Mannequin_Stress_Reflex

If you’re past 30 years of age, you put it down to aging. But let’s be clear, habituation of the Green Light Reflex has nothing to do with aging and everything to do with how you respond to the many different stresses you experience in your life. It is a neurological event that results in a FUNCTIONAL problem. If you end the neurological (brain) event, you can solve the functional muscle problem.
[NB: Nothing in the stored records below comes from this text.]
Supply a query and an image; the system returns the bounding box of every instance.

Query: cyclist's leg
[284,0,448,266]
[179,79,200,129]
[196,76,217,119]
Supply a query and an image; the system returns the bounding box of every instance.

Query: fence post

The Green Light Reflex is just one of three sub cortical brain reflexes that are of concern to Somatic Educators. Check back soon to learn about the other two…

Summary:

  1. The Green Light Reflex is an automatic brain reflex.
  2. Green Light Reflex helps us to move forward by contracting the muscles of the back of our bodies.
  3. It is activated many times during the day.
  4. If we activate it too much without turning it off, we forget HOW to turn it off.
  5. When this happens we develop back pain, stiffness, and restricted movement.
  6. Habituated Green Light Reflex can cause herniated discs, back pain, neck pain, sciatica and knee pain among others.